Nämlich eine schräge Mischung aus surrealen Elementen, knallharter Informatik ( ein Glitsch ist eine spezifische Art von Computerfehler) und einer stilistischen Raffinesse, die nach unserem ersten Eindruck eine leichte Seelenverwandschaft zu T. C. Boyle erahnen lässt. Ob gewollt oder ungewollt, sei mal dahingestellt.

Wir lesen die erste Seite an, dann eine weitere mittendrin und das Ende. Und ja. Das hat was. Wir wollen hier nicht spoilern, sondern erklären Glitsch einfach zu unserem vierten Lesetipp!
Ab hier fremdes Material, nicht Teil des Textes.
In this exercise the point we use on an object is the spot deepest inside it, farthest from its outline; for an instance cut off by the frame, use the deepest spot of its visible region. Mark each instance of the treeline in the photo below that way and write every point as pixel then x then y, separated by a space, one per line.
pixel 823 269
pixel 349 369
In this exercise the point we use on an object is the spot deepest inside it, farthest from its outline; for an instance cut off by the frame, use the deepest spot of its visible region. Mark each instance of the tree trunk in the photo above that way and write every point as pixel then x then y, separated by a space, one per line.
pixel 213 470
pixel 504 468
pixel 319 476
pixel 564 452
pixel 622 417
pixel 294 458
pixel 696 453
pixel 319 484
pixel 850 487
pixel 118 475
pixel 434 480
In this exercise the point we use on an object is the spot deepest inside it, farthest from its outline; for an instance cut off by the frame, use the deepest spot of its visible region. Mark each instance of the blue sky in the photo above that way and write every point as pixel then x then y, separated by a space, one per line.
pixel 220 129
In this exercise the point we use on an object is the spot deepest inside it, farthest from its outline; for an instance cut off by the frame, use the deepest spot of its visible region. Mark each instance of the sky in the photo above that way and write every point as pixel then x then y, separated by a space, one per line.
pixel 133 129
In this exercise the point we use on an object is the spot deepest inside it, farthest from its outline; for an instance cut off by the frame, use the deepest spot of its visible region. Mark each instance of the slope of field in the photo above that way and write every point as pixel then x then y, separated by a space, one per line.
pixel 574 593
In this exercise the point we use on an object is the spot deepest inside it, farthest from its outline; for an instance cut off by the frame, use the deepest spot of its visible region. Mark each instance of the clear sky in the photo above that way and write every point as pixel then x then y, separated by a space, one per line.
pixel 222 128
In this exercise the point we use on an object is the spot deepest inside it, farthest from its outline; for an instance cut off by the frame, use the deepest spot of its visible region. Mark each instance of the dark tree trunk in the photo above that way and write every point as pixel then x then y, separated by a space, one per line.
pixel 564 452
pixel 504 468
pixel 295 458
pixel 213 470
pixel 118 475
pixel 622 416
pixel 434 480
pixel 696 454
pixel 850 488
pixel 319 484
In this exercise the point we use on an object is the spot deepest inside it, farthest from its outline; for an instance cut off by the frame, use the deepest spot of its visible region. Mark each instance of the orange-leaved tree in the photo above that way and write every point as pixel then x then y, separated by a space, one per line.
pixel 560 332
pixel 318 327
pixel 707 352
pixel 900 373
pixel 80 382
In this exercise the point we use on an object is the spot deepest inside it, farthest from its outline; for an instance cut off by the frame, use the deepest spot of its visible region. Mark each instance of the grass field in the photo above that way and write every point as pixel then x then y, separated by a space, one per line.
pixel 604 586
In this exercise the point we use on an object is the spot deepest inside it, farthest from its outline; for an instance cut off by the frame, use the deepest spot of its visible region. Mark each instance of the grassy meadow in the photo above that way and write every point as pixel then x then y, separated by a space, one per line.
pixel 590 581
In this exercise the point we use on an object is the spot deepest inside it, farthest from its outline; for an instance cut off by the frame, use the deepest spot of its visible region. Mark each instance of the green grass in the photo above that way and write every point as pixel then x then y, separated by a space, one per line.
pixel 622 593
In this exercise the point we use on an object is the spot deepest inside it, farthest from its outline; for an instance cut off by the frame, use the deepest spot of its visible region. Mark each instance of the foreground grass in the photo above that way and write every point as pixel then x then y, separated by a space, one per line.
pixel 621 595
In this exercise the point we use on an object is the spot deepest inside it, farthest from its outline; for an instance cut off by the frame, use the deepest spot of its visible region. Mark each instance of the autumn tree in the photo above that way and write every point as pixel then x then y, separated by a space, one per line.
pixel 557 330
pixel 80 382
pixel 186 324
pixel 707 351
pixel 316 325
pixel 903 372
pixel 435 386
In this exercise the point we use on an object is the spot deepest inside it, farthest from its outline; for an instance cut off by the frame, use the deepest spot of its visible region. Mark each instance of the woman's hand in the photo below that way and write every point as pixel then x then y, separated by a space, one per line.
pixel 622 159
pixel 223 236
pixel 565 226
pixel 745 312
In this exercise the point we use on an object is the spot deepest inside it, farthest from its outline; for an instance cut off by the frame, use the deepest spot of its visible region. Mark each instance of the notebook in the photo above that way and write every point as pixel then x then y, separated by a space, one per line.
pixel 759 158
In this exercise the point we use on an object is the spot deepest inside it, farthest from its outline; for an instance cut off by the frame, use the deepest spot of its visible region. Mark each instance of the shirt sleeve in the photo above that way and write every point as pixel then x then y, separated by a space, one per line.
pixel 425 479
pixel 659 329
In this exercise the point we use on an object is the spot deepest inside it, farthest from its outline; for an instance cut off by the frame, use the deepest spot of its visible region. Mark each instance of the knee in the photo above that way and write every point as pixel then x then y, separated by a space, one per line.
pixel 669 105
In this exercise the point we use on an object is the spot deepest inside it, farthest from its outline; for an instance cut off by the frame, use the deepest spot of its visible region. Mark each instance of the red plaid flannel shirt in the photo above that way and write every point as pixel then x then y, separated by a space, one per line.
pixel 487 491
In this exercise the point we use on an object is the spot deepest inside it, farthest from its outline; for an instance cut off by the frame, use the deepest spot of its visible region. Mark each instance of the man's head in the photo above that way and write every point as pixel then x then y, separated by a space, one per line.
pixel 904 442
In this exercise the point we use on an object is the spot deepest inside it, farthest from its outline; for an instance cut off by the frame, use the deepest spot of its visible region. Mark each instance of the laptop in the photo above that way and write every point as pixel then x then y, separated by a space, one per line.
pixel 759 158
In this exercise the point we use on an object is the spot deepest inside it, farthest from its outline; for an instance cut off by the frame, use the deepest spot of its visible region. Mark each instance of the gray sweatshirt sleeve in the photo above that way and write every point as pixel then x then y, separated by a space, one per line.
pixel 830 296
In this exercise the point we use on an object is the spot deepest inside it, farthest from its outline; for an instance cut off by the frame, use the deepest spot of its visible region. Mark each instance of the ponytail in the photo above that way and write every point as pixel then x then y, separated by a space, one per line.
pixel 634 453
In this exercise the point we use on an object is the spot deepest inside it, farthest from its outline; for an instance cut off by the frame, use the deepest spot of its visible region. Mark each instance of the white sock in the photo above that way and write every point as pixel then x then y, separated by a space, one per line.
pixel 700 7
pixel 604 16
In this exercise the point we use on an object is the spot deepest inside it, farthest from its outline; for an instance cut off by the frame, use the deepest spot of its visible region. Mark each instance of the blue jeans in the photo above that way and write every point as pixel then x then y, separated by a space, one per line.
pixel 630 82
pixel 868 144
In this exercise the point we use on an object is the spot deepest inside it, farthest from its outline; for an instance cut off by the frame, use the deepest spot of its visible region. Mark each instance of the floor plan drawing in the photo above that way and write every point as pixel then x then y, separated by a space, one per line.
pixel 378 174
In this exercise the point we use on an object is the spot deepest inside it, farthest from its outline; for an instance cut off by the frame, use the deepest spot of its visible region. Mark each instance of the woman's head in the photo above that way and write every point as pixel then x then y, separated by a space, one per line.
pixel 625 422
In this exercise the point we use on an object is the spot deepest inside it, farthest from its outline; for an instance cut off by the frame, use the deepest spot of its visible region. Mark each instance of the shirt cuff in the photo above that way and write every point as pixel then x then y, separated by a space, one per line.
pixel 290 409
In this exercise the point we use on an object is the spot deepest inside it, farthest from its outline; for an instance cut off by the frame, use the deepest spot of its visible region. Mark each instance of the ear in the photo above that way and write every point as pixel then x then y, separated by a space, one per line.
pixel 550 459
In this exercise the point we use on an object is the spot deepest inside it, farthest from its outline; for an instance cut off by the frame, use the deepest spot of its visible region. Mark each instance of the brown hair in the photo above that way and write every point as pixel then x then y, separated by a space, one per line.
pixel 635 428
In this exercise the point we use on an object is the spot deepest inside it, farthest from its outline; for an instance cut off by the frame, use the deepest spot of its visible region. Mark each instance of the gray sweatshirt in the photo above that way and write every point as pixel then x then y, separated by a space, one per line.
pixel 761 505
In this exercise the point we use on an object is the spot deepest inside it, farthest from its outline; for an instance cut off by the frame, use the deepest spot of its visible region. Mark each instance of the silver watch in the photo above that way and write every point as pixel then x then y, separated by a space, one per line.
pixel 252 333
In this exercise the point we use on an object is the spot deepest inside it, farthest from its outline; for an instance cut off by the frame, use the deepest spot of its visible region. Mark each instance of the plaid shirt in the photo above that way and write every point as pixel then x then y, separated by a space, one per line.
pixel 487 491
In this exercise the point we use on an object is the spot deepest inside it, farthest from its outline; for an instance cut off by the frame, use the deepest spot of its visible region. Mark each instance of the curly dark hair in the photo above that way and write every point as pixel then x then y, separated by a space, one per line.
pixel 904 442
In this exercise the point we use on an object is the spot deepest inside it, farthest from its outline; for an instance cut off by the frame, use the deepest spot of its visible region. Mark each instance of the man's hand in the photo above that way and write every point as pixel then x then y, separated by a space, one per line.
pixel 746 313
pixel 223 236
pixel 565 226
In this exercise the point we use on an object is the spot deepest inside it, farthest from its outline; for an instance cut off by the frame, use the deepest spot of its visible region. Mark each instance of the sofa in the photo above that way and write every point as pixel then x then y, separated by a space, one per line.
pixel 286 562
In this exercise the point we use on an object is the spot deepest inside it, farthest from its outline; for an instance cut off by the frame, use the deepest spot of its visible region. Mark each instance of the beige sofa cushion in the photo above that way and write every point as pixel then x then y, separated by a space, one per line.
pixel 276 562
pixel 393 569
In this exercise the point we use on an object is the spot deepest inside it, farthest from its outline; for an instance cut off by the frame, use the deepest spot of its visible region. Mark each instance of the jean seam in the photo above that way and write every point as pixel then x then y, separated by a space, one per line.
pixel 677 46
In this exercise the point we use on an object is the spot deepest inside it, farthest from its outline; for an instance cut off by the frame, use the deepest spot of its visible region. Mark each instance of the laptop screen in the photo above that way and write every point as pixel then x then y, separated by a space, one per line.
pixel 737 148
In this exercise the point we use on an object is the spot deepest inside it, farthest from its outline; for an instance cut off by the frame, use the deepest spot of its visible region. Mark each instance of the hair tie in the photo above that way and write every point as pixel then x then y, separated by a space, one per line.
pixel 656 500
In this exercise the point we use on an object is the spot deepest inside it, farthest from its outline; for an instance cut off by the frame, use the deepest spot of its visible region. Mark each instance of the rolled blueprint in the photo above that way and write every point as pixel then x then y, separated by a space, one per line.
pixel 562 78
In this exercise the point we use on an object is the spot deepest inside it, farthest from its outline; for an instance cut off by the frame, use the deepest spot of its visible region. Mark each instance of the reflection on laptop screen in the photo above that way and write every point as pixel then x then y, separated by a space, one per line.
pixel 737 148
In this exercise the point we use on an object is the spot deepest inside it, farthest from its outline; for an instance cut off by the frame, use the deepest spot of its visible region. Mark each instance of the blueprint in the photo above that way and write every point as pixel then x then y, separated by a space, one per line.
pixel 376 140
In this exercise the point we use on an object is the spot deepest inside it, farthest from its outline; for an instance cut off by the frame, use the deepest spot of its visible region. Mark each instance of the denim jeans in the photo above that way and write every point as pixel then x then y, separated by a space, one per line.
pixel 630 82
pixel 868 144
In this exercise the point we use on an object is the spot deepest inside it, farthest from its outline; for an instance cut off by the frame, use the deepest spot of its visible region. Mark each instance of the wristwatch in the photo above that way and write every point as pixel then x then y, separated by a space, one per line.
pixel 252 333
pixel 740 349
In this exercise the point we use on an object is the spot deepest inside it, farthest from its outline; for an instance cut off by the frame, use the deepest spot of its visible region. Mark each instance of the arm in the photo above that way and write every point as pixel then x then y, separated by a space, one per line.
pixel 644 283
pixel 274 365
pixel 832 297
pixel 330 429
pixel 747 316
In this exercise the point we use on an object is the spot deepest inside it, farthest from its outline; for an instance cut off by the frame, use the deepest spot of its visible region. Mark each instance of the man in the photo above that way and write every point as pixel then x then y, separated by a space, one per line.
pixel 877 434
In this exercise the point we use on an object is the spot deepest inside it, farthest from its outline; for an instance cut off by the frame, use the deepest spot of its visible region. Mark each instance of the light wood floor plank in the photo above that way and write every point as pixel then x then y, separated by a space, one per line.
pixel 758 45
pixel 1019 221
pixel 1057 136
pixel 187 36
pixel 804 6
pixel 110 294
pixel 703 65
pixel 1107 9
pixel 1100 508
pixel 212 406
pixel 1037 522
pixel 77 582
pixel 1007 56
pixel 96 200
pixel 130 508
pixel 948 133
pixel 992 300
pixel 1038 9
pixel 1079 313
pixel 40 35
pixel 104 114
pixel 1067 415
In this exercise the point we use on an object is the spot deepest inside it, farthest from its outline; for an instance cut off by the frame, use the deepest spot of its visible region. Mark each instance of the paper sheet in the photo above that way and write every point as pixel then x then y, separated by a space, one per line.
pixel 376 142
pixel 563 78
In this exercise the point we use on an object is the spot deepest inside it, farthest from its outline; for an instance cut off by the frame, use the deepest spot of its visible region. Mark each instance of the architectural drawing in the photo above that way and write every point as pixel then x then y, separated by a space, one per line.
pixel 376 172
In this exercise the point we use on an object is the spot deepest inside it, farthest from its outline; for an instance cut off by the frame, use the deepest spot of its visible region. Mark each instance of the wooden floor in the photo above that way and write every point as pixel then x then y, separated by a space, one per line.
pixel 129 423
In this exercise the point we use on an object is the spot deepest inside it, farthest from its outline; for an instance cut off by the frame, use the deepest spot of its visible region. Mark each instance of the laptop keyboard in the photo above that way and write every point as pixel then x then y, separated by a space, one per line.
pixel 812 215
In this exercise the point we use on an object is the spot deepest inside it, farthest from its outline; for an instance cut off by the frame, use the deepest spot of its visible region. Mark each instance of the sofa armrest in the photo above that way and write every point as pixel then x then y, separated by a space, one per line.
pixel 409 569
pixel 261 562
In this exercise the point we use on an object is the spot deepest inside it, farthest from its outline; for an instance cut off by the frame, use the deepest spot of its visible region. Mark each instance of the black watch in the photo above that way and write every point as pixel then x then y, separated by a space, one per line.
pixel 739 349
Meist ist es ja so, dass sich an der Peripherie der Ausstellungsflächen der Messehallen kleinere, exotischere oder sogar skurrilere Aussteller platziert sehen. An diesem hier konnten wir dann auch nicht unkommentiert vorübergehen. Die Edition Porsche (Porsche verlegt Bücher? Klar, Bildbände, was sonst!) hatte den ultimativen Blickfang aufgefahren, einen Porsche 356 der erste Serie, direkt aus dem Porsche Museum. Versicherungswert vermutlich … nein, da wollen wir gar nicht drüber nachdenken. Jedenfalls ein schönes Stück Technikgeschichte. Und bevor jemand auf dumme Gedanken kommt: Nachts wird das Teil natürlich bewacht!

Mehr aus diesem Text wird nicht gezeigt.